ELSS Fund | YTD | 1-Year | 3-Year | 5-Year | 10-Year |
Franklin India Tax Shield | 51.5 | 59.12 | 23.62 | 17.85 | 20.86 |
HDFC Long Term Advantage | 44.4 | 52.26 | 22.79 | 16.2 | 18.87 |
HDFC Tax Saver | 54 | 63.62 | 23.1 | 15.8 | 22.45 |
ICICI Prudential Tax Plan | 50 | 60.01 | 26.15 | 18.81 | 21.66 |
SBI Magnum Tax Gain | 47.8 | 56.68 | 24.2 | 14.04 | 23.46 |
Axis Long Term Equity | 59.9 | 71.37 | 30.81 | NA | NA |
BSE Sensex | 31.8 | 36.21 | 17.51 | 10.61 | 16.7 |
BSE 100 | 33.3 | 38.86 | 17.57 | 10.33 | 16.43 |
CNX 500 | 37.4 | 44.28 | 18.07 | 10.32 | 15.66 |
BSE 200 | 35.2 | 41.2 | 17.67 | 10.26 | 15.92 |
Category Average | 46.7 | 55.38 | 22.1 | 13.73 | 17.93 |
The below table shows the value of systematic investments of Rs. 10,000/- per month for a period of 3 and 5 years.

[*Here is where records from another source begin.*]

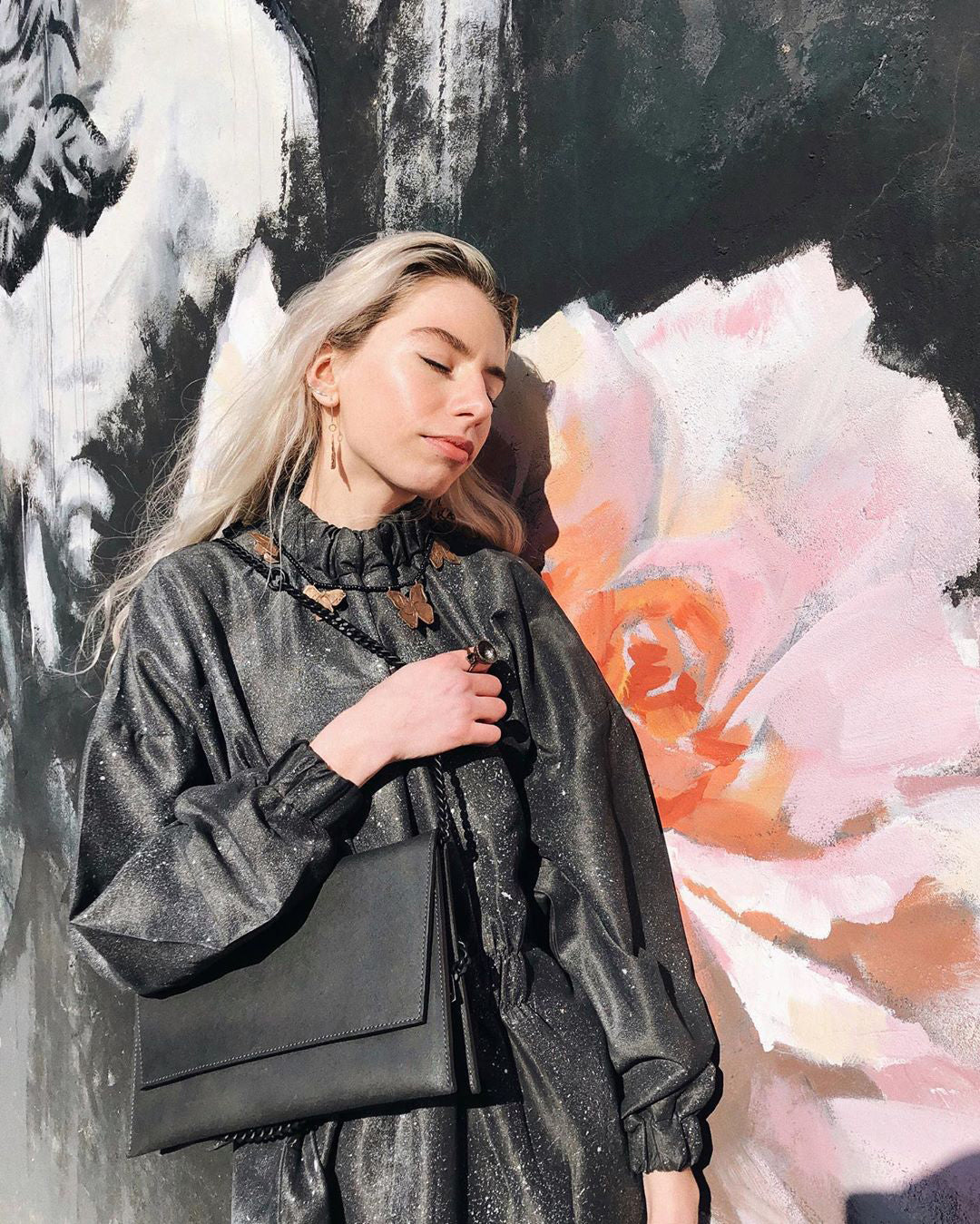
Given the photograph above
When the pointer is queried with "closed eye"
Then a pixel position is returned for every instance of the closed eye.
(446, 370)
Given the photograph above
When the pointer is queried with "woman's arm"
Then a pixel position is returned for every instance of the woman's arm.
(606, 876)
(172, 866)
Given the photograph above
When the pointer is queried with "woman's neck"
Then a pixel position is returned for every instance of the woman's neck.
(358, 504)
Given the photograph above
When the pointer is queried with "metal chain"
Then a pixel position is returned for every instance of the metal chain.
(279, 582)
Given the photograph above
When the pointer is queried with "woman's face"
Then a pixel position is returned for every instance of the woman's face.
(429, 371)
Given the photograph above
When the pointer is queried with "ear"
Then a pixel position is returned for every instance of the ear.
(320, 375)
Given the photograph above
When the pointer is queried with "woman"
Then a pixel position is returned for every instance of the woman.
(240, 737)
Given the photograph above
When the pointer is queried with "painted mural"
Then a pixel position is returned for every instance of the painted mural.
(740, 419)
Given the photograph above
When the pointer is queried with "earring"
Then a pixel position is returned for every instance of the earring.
(332, 427)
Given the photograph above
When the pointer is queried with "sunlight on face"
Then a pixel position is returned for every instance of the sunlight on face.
(431, 370)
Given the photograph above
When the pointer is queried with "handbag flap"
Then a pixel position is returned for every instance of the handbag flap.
(351, 960)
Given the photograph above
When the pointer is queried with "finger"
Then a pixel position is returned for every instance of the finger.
(485, 686)
(490, 708)
(484, 733)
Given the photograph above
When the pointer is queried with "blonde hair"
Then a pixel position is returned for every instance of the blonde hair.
(270, 430)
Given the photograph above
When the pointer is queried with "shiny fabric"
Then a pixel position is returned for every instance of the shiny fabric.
(203, 810)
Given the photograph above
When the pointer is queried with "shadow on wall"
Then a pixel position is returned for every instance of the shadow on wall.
(516, 455)
(948, 1196)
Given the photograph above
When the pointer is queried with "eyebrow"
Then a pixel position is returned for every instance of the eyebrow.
(461, 348)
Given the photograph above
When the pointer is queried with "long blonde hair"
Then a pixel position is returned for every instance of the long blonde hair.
(270, 425)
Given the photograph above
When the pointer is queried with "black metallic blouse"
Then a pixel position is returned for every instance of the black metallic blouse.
(203, 809)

ELSS Fund | 3 Year SIP @ 10,000/month | 5 Year SIP @ 10,000/month | ||||
Amt. Invested | Current Value | % Returns | Amt. Invested | Current Value | % Returns | |
Franklin India Tax Shield | ₹ 3,60,000 | ₹ 5,53,910 | 31.66 | ₹ 6,00,000 | ₹ 9,99,490 | 21.12 |
ICICI Prudential Tax Plan | ₹ 3,60,000 | ₹ 5,88,590 | 36.50 | ₹ 6,00,000 | ₹ 10,43,470 | 22.95 |
IDFC Tax Advantage | ₹ 3,60,000 | ₹ 5,60,730 | 32.63 | ₹ 6,00,000 | ₹ 9,92,180 | 20.81 |
Reliance Tax Saver | ₹ 3,60,000 | ₹ 6,47,180 | 44.27 | ₹ 6,00,000 | ₹ 11,50,780 | 27.14 |
Religare Invesco Tax Plan | ₹ 3,60,000 | ₹ 5,71,590 | 34.15 | ₹ 6,00,000 | ₹ 10,14,870 | 21.77 |
SBI Magnum Tax Gain | ₹ 3,60,000 | ₹ 5,64,390 | 33.15 | ₹ 6,00,000 | ₹ 9,80,990 | 20.33 |
Now that we have seen the merits of ELSS as an investment option, how do we invest in them? Should it be in one go, once a year or through a systematic approach. Some experts recommend investing in ELSS in one go due to the 3 year lock-in (as every investment into ELSS will be locked in for 3 years from the date of investment). But I would like to differ and recommend a systematic investment approach and avail the benefit of cost averaging. To illustrate this with an example, assume that your contribution to EPF per year is Rs. 20,000/- and you want to invest the rest in ELSS schemes. The investible surplus is 1,30,000/- or approx. 11,000/- per month. I would recommend starting 2 SIPs of Rs. 5000/- and 6,000/- each from 2 good ELSS schemes during the start of the year. In case you have not acted till date (Nov 2014) which means you have only 5 months to go for this financial year to make the investment. Your investment every month has to be 26,000/- to maximize the 80C benefit; 13,000/- each per month in 2 quality ELSS schemes would suffice.